When it comes to modern American fiction writers, Louise Erdrich is one of our finest. In many of her novels, her storytelling capability draws on the oral tradition; often the reader feels that someone has sat down to tell her the story, one on one. The stories themselves are frequently humorous and poignant at once. Erdrich is a master at finding the moment that resonates, the moment that reveals so much more than its own significance.
Her new novel, Shadow Tag, is first rate Louise Erdrich, yet she uses a more conventional approach then she often takes. Frequently, her stories are a composite of tales told or seen through the eyes of many different characters, intricately woven pieces of a beautiful overall tapestry. In Shadow Tag, Erdrich writes the fairly straightforward story of Irene and Gil and the dissolution of their marriage, their relationship, and their lives.
Gil is a major Native American artist whose main subject is a series of portraits of Irene, known collectively as the “America” paintings, for the character she personifies in them. She is working on her doctoral thesis on another famed painter, George Catlin, whose own primary subject was Native Americans. In his paintings, Gil portrays Irene in highly controversial ways, touching on sex, violence, and debasement. Gil’s own private obsession with Irene, and what he feels are her infidelities, informs the themes of his paintings while also reflecting the rocky nature of their relationship.
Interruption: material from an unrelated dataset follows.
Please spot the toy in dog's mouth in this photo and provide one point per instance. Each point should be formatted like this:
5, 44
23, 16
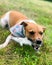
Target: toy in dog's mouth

Irene believes that Gil is reading her private notebook so she decides to keep two: the Red Diary, which she “hides” in a place she knows Gil will find it, and the Blue Notebook, which she hides in a private place. Both books play prominent parts in the novel; Irene, who badly wants their marriage to end, realizes she can manipulate Gil with the entries in the Blue Notebook that he secretly reads.
Erdrich has a talent for bringing her characters to immediate life. This, coupled with her superlative storytelling, is what makes her one of my favorite fiction writers. In this relatively brief novel, she fully realizes not only Irene and Gil, but their three children, who are vividly portrayed, as well as Irene’s sister, Louise. Though the story might seem a familiar one, it is the incisive psychological insight, her ability to capture a moment, that lifts the work above standard fare.
The following is a fairly common scene in modern fiction: a couple is making dinner together, moving back and forth between the serious topic of going to marriage counseling and the banality of everyday things (which they can’t even agree on). Irene says, in reply to the idea of counseling:
I need a clove of garlic. Can you crush a clove for me? I’ll have to talk about our marriage, said Irene. I can’t do that anymore.
There’s not much garlic. Here. Gil scrapped a bit of garlic into the jar she was using for the salad dressing. Why can’t you talk about our marriage?
Because our marriage is kitsch.
Everything is kitsch, said Gil. He always dipped his lasagna noodles in hot water to soften them, which Irene said was unnecessary.
They reverted to one of their endless arguments, first about the noodles, then about kitsch. This was not fighting, but the sort of argument that could go on for years and years, where each found bits of evidence to prove their point and dropped it into the next go-round a month, two or three months, on. They were back in old territory. They argued sometimes for comfort.
In the following single sentence, with the very deliberate use of the “grammatically incorrect” double negative, she perfectly encapsulates the flaw at the heart of obsessive Gil:
“He believed he wasn’t capable of not loving Irene …”
There is a devastating precision in that line that anyone who has seen unhealthy obsession in love recognizes immediately.
How this all plays out, the resonance of the title phrase “shadow tag” and its relation to the Native American superstition of soul-stealing in photography/art, are examples of this novel’s deep richness. That the story closely parallels the real life relationship of Erdrich and her deceased husband, the author Michael Dorris, has been noted in some recent reviews.
Frankly, in my opinion, the biographical similarities don’t inform the story in any way beyond that of macabre curiosity, but you might want to judge that yourself. For me, the novel transcends the personal and gets to what is universal in human relationships: love, need, desire, obsession, and power. It reads like a primer of what to avoid and strikes desperately close to home as it explores what can go wrong and why. The cliché abides: there is a thin line between love and hate.
Like Louise Erdrich, this book stands on its own two legs, powerfully, beautifully, and without compromise. It is high quality modern fiction, indeed.